20 d.1)L’acte est relatif au transfert d’un immeuble entre ex-conjoints de fait ou à un cessionnaire qui est l’ex-conjoint de fait du fils, de la fille, du père ou de la mère du cédant ou qui est le fils, la fille, le père ou la mère de l’ex-conjoint de fait du cédant, si ce transfert survient dans les 12 mois qui suivent la date où ils ont commencé à vivre séparés en raison de l’échec de leur union.
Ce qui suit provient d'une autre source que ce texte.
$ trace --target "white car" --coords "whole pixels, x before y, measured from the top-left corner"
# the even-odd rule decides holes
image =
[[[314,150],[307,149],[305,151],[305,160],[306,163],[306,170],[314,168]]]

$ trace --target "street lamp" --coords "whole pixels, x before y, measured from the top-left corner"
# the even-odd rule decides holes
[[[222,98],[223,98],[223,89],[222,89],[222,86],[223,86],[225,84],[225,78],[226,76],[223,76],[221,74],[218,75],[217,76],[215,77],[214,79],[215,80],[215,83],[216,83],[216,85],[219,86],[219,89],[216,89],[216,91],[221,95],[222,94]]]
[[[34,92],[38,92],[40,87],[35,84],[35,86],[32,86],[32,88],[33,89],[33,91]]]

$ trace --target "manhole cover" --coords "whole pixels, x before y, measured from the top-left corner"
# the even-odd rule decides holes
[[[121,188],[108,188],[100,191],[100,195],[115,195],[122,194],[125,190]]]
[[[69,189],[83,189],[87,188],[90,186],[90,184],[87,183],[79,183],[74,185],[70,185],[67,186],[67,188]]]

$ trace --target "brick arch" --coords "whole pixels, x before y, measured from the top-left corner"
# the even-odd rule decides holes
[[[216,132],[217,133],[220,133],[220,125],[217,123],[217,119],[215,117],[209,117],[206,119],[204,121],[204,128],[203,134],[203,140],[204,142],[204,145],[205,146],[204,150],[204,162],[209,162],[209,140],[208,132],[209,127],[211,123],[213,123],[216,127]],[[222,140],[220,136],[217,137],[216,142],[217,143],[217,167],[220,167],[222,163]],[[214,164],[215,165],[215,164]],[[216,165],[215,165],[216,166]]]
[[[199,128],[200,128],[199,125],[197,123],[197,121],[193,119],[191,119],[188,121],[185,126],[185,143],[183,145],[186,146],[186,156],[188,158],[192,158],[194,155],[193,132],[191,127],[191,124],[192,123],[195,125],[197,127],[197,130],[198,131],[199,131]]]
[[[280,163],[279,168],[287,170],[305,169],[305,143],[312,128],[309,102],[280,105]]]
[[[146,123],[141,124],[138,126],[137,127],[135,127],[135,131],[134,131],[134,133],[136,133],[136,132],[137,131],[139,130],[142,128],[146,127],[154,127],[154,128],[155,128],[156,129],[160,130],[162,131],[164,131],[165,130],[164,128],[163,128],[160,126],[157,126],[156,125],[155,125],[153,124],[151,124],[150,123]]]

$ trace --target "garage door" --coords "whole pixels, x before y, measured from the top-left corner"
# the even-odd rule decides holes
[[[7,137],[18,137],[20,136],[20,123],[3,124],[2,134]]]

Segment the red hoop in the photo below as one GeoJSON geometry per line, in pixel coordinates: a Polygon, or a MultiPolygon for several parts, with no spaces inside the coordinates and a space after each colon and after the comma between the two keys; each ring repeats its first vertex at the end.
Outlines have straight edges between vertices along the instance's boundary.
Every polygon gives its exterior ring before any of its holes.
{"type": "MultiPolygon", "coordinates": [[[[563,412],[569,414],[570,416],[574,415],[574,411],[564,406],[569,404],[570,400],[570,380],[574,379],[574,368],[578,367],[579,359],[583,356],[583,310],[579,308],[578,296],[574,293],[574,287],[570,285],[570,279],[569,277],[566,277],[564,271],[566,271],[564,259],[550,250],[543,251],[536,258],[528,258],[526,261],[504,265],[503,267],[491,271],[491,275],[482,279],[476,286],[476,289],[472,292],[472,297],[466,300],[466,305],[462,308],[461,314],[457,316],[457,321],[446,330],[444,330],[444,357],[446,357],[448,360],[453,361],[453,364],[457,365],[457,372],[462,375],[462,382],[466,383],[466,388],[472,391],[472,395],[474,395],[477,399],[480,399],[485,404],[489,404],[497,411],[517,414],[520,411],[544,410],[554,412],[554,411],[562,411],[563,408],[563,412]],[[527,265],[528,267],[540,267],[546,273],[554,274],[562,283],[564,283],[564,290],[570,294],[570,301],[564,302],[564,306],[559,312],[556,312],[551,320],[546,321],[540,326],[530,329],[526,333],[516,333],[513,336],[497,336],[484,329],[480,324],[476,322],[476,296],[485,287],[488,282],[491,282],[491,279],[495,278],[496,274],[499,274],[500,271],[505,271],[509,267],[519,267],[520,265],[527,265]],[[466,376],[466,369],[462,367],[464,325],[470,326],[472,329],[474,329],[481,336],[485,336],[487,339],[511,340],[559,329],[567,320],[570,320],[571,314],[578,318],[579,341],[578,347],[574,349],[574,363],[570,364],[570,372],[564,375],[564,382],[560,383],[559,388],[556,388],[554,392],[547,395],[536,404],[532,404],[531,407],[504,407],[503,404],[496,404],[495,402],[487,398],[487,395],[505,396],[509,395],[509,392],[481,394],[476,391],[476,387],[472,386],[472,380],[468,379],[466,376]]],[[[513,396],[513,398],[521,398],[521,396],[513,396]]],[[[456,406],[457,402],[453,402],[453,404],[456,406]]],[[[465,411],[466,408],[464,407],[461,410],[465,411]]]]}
Pour l’application du paragraphe d.1 du premier alinéa, on entend par «ex-conjoints de fait» deux personnes de sexe différent ou de même sexe qui ont vécu maritalement l’une avec l’autre tout au long d’une période de 12 mois se terminant avant la date du transfert ou qui sont les père et mère d’un même enfant et qui vivent séparés à la date du transfert en raison de l’échec de leur union, si cette séparation s’est poursuivie durant une période d’au moins 90 jours.
20 e)L’acte est relatif au transfert d’un immeuble par un cédant qui est une personne physique à un cessionnaire qui est une fiducie, lorsque le cédant et la personne au bénéfice de laquelle la fiducie est établie sont la même personne ou des personnes liées entre elles au sens de l’un des paragraphes d et d.1.
20 e.1)L’acte est relatif au transfert d’un immeuble par une fiducie à la personne physique au bénéfice de laquelle la fiducie est établie, lorsque cette personne et celle qui a cédé l’immeuble à la fiducie sont la même personne ou des personnes liées entre elles au sens de l’un des paragraphes d et d.1.
20 f)L’acte est relatif au transfert d’un immeuble à un cessionnaire qui a assuré un prêt hypothécaire, lorsque ce transfert est effectué du créancier hypothécaire à l’assureur en vertu d’une clause de la police d’assurance stipulant que le paiement de l’indemnité, advenant la défaillance du débiteur, est conditionnel à ce transfert.
20 g)L’acte est relatif au transfert d’un immeuble à un cessionnaire qui reprend le droit de propriété de son immeuble en conséquence d’une réserve de propriété en sa faveur.
20 h)L’acte est relatif au transfert d’un immeuble à une coopérative d’habitation, alors que le cédant est une fédération de coopératives d’habitation ou un organisme sans but lucratif qui a acquis l’immeuble dans le seul but de le transférer à la coopérative d’habitation.

LE DROIT SUPPLÉTIF

Toute municipalité peut prévoir qu’un droit supplétif au droit de mutation doit lui être payé dans tous les cas où survient le transfert d’un immeuble situé sur son territoire et où une exonération la prive du paiement du droit de mutation à l’égard de ce transfert.  La loi a permis aux municipalités d’imposer un droit supplétif selon les critères suivants:

Base d’imposition Montant à payer
Immeuble de moins de 5 000 $ Aucun droit
Immeuble de 5 000 $ à moins de 40 000 $ Taux de 0,5 %
Immeuble de 40 000 $ et plus 200 $
Toutefois, le droit supplétif n’a pas à être payé lorsque l’exonération est prévue au paragraphe a.2 de l’article 17 ou au paragraphe a du premier alinéa de l’article 20.
 
De plus, la municipalité peut prévoir que le droit supplétif n’a pas à être payé dans tout cas qu’elle précise parmi les suivants :
 
 l’exonération est prévue au paragraphe d du premier alinéa de l’article 20 et le transfert résulte du décès du cédant ;
 
 l’exonération est prévue au paragraphe e du premier alinéa de l’article 20 et le transfert résulte du décès du cédant ;
 
 l’exonération est prévue au paragraphe e.1 du premier alinéa de l’article 20 et le transfert résulte du décès de la personne qui a cédé l’immeuble à la fiducie visée à ce paragraphe.
 

Lorsque le transfert est fait pour partie à un cessionnaire qui est exonéré du paiement du droit de mutation et pour partie à un autre qui ne l’est pas, seul le premier doit payer le droit supplétif et le montant de celui-ci est établi en fonction de la portion de la base d’imposition qui correspond à la partie du transfert qui lui est faite.